This Week’s Selected Media: 13th, directed by Ava Duvernay; The Leader to Leader Journal’s special issue commemorating Frances Hesselbein

August 20, 2023 by Joshua
in Tips

This week I watched:

13th, directed by Ava Duvernay: The Thirteenth Amendment and abolitionism are fundamental to my work on sustainability leadership. A future guest on the podcast recommended this movie by the director of Selma to learn more about what the amendment missed.

The movie clarifies that prison is more connected to slavery than I think most people would have expected, though less about work and free labor than maintaining social division and economic imperialism. It addresses racism but less about class and barely the larger sexism. The film addresses that black men are imprisoned most but not that rates of imprisonment between blacks and whites are smaller than between males and females. It doesn’t have to cover everything, so not to take away from its message of a culture using a tool to enforce racism also enforces sexism.

It’s online at no cost. I’d embed it, but you have to click to say you accept adult issues so it doesn’t seem to embed properly.

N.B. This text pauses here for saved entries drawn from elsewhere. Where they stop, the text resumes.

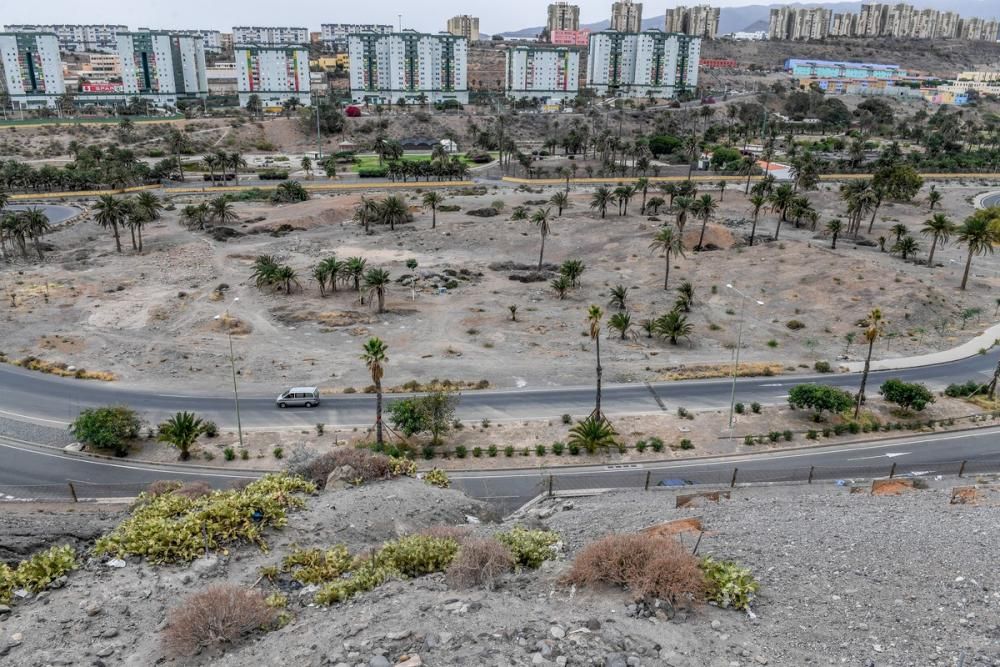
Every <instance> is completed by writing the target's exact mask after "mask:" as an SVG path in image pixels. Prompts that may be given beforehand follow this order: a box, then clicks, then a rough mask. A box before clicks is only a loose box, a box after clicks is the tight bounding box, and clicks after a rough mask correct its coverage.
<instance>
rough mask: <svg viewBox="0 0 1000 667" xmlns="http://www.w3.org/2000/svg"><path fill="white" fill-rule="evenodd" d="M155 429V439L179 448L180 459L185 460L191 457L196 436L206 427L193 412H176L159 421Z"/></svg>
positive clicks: (204, 429) (201, 432)
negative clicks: (174, 414) (180, 452)
mask: <svg viewBox="0 0 1000 667" xmlns="http://www.w3.org/2000/svg"><path fill="white" fill-rule="evenodd" d="M157 430H158V431H159V434H158V435H157V436H156V439H157V440H159V441H160V442H166V443H169V444H171V445H173V446H174V447H176V448H177V449H179V450H180V452H181V454H180V460H181V461H187V460H188V459H189V458H191V447H192V446H193V445H194V443H195V442H197V441H198V436H200V435H201V434H202V433H204V432H205V431H206V430H207V429H206V426H205V423H204V422H203V421H202V420H201V418H200V417H197V416H195V414H194V413H193V412H178V413H177V414H175V415H174V416H173V417H171V418H170V419H168V420H167V421H165V422H163V423H161V424H160V425H159V427H158V429H157Z"/></svg>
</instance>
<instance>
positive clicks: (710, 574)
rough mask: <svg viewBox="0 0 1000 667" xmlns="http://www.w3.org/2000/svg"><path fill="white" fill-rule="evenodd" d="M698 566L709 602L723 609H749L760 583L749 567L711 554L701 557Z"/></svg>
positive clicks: (706, 596) (759, 587) (707, 597)
mask: <svg viewBox="0 0 1000 667" xmlns="http://www.w3.org/2000/svg"><path fill="white" fill-rule="evenodd" d="M700 566H701V571H702V572H704V573H705V581H706V582H707V584H708V589H707V591H706V593H705V597H706V598H707V599H708V601H709V602H714V603H716V604H717V605H719V606H720V607H722V608H723V609H739V610H748V609H750V604H751V603H752V602H753V599H754V596H755V595H756V593H757V591H759V590H760V583H758V581H757V580H756V579H754V577H753V574H752V573H751V572H750V569H749V568H745V567H740V566H739V565H737V564H736V563H733V562H731V561H717V560H714V559H713V558H712V557H711V556H706V557H705V558H703V559H702V560H701V564H700Z"/></svg>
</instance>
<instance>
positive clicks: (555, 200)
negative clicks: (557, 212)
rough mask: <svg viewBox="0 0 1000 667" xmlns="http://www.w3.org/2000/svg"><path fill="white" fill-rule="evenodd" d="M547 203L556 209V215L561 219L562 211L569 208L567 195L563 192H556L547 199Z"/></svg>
mask: <svg viewBox="0 0 1000 667" xmlns="http://www.w3.org/2000/svg"><path fill="white" fill-rule="evenodd" d="M549 203H550V204H552V205H553V206H555V207H556V210H557V211H558V213H557V214H556V215H557V217H560V218H561V217H562V210H563V209H564V208H567V207H568V206H569V195H568V194H566V191H565V190H558V191H557V192H556V193H555V194H554V195H552V198H551V199H549Z"/></svg>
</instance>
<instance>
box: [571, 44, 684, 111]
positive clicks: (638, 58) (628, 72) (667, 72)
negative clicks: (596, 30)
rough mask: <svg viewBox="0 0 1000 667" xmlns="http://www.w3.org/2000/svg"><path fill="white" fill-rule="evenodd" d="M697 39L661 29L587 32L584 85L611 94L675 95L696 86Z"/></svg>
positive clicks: (638, 94)
mask: <svg viewBox="0 0 1000 667" xmlns="http://www.w3.org/2000/svg"><path fill="white" fill-rule="evenodd" d="M700 56H701V39H700V38H698V37H689V36H687V35H682V34H676V33H665V32H663V31H661V30H646V31H645V32H641V33H632V34H627V33H621V32H617V31H612V30H608V31H605V32H598V33H593V34H592V35H591V36H590V58H589V61H588V64H587V86H588V87H590V88H593V89H594V91H595V92H596V93H597V94H598V95H602V96H614V97H632V98H643V97H661V98H670V97H676V96H677V95H678V94H679V93H681V92H682V91H694V90H695V89H696V88H697V86H698V62H699V58H700Z"/></svg>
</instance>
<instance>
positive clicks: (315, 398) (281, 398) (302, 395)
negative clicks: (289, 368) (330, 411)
mask: <svg viewBox="0 0 1000 667" xmlns="http://www.w3.org/2000/svg"><path fill="white" fill-rule="evenodd" d="M274 402H275V403H277V404H278V407H279V408H288V407H293V408H294V407H298V406H302V407H306V408H312V407H315V406H317V405H319V389H317V388H316V387H292V388H291V389H289V390H288V391H285V392H282V393H281V395H280V396H278V398H276V399H275V400H274Z"/></svg>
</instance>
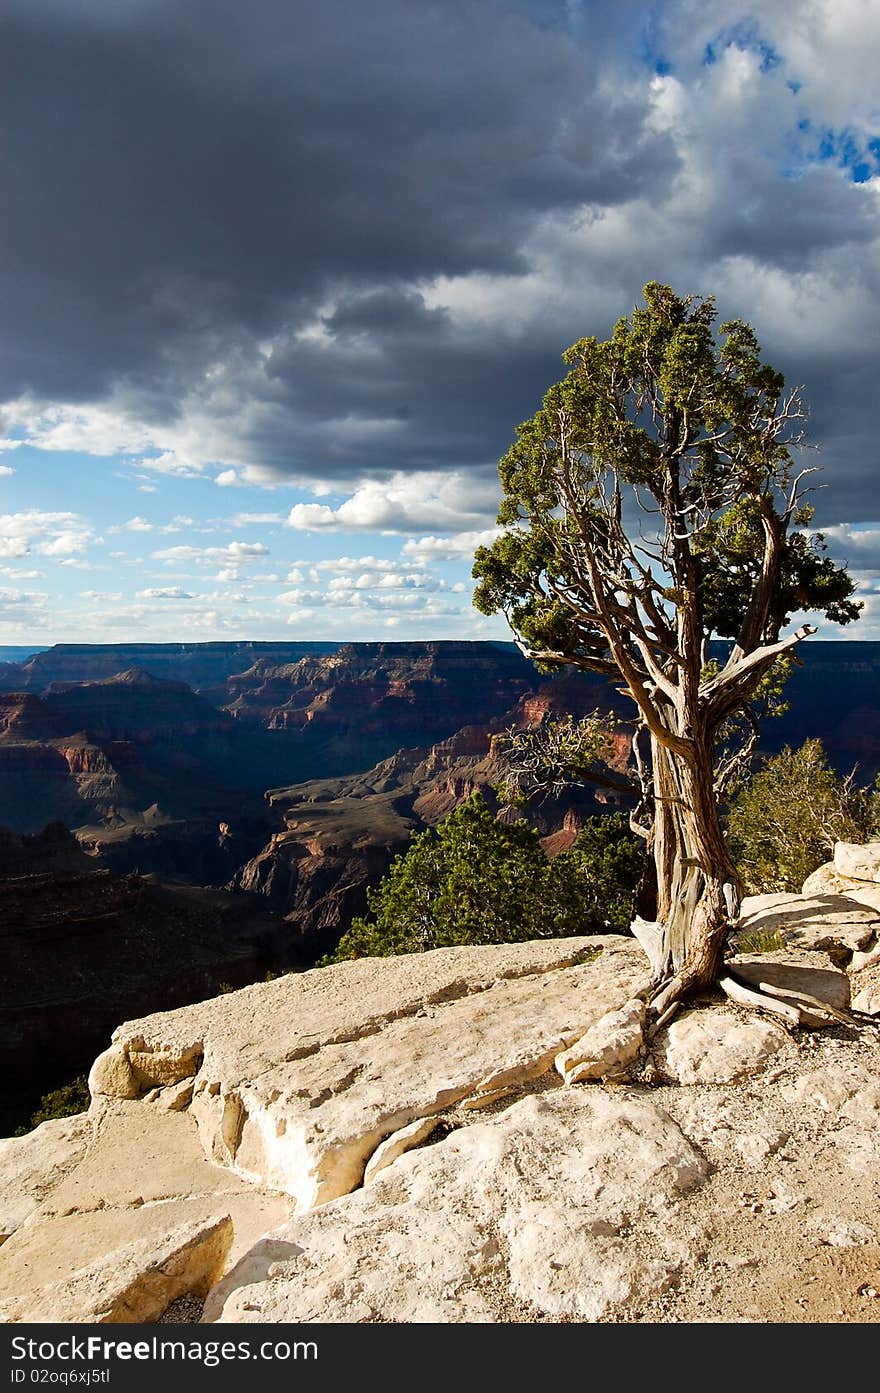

The Leader to Leader Journal’s special issue commemorating Frances Hesselbein: I was honored to write one of the articles, Lessons From Frances Hesselbein: Hand, Heart, Love, And Leadership. I’m not sure if everyone can read the articles yet, but email me if you want to read mine. I found all of the articles wonderful, warm, and generous, as well as all of them collectively. I’ll post again about it if they make any of the pieces openly available.

Mine begins:

When she was my age of 51 over half a century ago, the woman Peter Drucker would later call the best leader in America, Frances Hesselbein, was barely known outside the small town of Johnstown, Pennsylvania.

An outsider would see her volunteering for an organization she cared for, but it—the Girl Scouts—would soon desperately need a turnaround, a direct result of its lack of inclusion. Nobody could see her love for a cause people paid lip service to, but more dishonored in the breach than honored by living its values.

Today the field of diversity, inclusion, and equity flourishes, with executive positions in the world’s largest corporations and governments as well as degrees from our most prestigious universities. She could point to her greatest role model, Abraham Lincoln, a bit more than a century before, who inspired her by overcoming near-overwhelming resistance.

. . .

Before starting, I suspect people dismissed her: “You think you’ll follow in Lincoln’s footsteps? Who do you think you are?”

If so, I think I know how she felt. I volunteer for a cause of sustainability and stewardship I love that people pay lip service to but dishonor more in the breach than by living its values.

It continues to share how Frances’s influence continued to help me learn about myself and my mission even after her passing in some of the most important areas of my life.